Self-esteem

14th October 2024


Observations

Self-esteem manifests in different situations and aspects. I first list some of them below.

Questions


My own experience


Theories

Sociometer theory

Self-esteem tracks how valuable we are to other people, and the level of support we can get from others.

Hierometer theory

Self-esteem tracks our status withing the group.

Prospensity towards shame theory

Feeling shame is a mechanism - a precommitment of sorts - for creating self-punishment. As not all social transgressions are punished (hard to detect, not socially acceptable to punish), prospensity towards shame means others can trust us more, since they expect any transgressions to be self-punished.

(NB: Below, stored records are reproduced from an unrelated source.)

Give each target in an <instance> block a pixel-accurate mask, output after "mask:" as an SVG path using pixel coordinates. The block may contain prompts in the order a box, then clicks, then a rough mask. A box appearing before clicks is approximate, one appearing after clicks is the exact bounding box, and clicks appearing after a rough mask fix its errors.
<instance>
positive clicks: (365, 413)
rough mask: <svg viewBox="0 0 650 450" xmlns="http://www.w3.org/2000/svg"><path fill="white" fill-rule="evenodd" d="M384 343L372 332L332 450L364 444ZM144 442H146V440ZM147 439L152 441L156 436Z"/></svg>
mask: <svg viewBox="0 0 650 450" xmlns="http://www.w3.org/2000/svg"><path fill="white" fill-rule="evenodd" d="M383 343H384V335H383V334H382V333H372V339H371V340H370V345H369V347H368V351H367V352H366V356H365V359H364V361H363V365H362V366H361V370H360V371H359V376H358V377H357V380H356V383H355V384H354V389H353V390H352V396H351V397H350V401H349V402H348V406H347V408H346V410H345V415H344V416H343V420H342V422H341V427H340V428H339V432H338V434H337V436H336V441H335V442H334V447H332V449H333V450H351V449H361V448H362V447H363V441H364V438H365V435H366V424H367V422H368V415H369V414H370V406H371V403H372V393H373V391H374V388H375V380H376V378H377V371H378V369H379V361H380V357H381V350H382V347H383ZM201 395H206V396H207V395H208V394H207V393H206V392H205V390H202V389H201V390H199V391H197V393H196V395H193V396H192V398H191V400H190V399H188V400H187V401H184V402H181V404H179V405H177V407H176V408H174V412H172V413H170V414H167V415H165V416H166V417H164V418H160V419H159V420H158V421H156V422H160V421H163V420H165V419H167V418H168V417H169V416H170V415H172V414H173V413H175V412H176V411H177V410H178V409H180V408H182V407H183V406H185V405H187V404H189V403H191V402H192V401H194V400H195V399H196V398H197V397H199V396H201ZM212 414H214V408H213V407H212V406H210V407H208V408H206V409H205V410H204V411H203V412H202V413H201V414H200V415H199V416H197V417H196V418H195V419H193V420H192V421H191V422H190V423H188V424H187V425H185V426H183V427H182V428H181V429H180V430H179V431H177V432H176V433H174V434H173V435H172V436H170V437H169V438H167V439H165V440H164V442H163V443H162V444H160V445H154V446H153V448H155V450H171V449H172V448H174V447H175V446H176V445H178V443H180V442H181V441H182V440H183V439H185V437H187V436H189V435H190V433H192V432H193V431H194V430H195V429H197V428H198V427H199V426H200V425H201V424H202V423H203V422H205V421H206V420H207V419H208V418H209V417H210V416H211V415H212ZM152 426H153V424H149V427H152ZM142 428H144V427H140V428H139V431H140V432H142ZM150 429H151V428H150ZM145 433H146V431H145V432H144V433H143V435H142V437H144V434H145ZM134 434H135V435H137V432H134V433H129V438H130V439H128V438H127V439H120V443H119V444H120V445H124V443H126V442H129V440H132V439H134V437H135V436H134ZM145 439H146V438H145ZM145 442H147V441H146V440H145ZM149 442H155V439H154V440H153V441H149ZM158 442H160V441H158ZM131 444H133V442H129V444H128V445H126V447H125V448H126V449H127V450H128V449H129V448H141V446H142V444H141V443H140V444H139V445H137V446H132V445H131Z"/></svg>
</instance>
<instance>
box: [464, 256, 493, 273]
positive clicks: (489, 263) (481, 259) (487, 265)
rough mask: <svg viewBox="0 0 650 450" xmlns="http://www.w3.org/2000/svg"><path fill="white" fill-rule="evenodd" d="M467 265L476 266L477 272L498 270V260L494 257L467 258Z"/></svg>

Self-esteem is then a measure of how strongly we are predisposed towards feeling shame (globally), or in general how shameful we feel on aggregate.

Self-esteem as social risk tolerance theory

Doing things in public is an implicit leveraged bid for status. Doing things privately is an implicit option on status. Self-esteem in a public setup translates into higher prospensity towards more risky - leveraged - behavior, i.e. higher social risk tolerance.

There is some optimal amount of risk tolerance. EV raises with risk, but also probability of ruin.

Ideal self theory

We have an image in our head of what kind of a person we should be. We also track what kind of a person we currently are. The self-esteem is then the difference between the first and the second image.

Maybe there's something in that, but I am wary of the theories that violate the hedonic thredmill heuristic - feeling good and bad should mostly depend on the gradient, not on the absolute level.

An appropriate modification of this theory is that we increase self-esteem if we move towards (or over) the ideal self, and lose self-esteem if we move away from it (under).

In this sense, low self-esteem might be beneficial as a motivator to do be better. Levels of self-esteem are then also a factor of general epistemics: hacking own self-esteem to be higher means self-deception.